Cessant son petit jeu avec le porte-jarretelles, il attrapa la nuisette et la fit passer au dessus de mes cheveux blonds.

Il me fit se tourner face à lui pour mieux m’admirer dans ma nudité presque totale, et quitta son pantalon. J’eus alors un plein aperçu du sexe monstrueux qui se balançait devant moi. Tout en me fixant en souriant, sûrement lui aussi satisfait de la vision, qu’il avait devant lui ; il saisit son énorme tuyau noir d’une main et commença à jouer avec son prépuce, calottant et décalottant son gland qu’il avait un peut moins noir que le reste du corps. Il ne parlait pas continuait à sourire, tout à coup il me dit :

« Tu es vraiment bandante petite salope blonde, regarde ce  que je vais te mettre, et ce jusqu’au bout. Regarde, crois-tu que j’ai quelque chose à lui envier, à cet acteur ? Me dit-il en me montrant Mandigo.»

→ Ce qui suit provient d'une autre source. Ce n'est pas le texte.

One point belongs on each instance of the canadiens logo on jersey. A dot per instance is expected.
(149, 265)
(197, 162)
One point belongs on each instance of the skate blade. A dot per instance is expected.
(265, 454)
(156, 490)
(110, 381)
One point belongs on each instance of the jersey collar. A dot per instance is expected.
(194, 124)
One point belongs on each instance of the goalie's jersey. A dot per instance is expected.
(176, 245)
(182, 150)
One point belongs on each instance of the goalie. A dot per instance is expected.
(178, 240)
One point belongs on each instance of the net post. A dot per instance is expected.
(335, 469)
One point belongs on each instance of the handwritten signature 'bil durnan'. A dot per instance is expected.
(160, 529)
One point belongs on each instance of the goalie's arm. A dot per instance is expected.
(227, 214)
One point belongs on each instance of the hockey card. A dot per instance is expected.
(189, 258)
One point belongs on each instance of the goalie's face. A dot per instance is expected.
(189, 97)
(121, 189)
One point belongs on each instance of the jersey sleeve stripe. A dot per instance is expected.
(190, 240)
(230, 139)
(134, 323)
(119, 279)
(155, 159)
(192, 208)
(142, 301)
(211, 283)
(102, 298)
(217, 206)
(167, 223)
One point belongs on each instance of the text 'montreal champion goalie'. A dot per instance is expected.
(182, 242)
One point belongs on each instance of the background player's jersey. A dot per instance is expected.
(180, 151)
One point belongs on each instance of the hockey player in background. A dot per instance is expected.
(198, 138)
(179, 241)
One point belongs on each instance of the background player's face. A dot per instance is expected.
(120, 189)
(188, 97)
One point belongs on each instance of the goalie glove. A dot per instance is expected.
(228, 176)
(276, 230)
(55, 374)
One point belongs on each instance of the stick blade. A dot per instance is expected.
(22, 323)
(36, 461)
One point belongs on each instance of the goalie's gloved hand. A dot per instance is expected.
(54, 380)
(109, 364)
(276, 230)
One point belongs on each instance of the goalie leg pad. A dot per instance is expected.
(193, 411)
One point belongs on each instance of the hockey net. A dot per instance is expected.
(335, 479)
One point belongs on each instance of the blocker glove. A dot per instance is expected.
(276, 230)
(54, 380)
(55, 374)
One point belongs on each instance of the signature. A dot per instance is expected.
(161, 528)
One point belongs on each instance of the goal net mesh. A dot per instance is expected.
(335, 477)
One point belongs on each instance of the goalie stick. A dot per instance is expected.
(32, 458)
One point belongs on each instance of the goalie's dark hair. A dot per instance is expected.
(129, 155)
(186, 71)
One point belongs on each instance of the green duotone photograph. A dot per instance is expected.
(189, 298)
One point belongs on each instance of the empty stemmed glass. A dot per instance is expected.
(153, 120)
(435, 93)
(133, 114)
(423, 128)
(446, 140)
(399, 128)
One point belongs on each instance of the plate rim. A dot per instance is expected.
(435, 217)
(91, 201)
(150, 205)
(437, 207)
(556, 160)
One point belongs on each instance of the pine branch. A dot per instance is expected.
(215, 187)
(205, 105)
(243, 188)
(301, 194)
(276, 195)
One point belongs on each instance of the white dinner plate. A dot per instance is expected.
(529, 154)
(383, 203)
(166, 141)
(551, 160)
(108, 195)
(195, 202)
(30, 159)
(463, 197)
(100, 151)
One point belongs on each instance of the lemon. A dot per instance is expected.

J’ essayais de comparer la longueur et la la largeur de l’énorme grosseur qu’il me présentait avec la bite de Mandigo qui s’étalait en gros plan sur l’écran, effectivement c’était presque la même ! Puis je me remémorai la queue du vieux des légumes, il n’y avait pas de doute, le noir arrivait largement en tête. Je sentais maintenant que mon foutre commençait à ruisseler à l’intérieur de mes cuisses. Mon sexe complètement épilé, à part le petit triangle châtain au dessus de ma fente, faisait qu’il avait du s’en apercevoir. Il avança la main vers moi, et la plaqua sur mon pubis et il entra deux doigts à l’intérieur des lèvres. Mes jambes fines s’ouvrirent toutes seules, il fit deux va et vient et retira ses doigts luisants de foutre, et en souriant et en me regardant dans les yeux , il les suça.

« Excellent… »

Puis il me repoussa vers le tapis, qui était devant le canapé et me demanda de m’y coucher face à lui. Je m’exécutais.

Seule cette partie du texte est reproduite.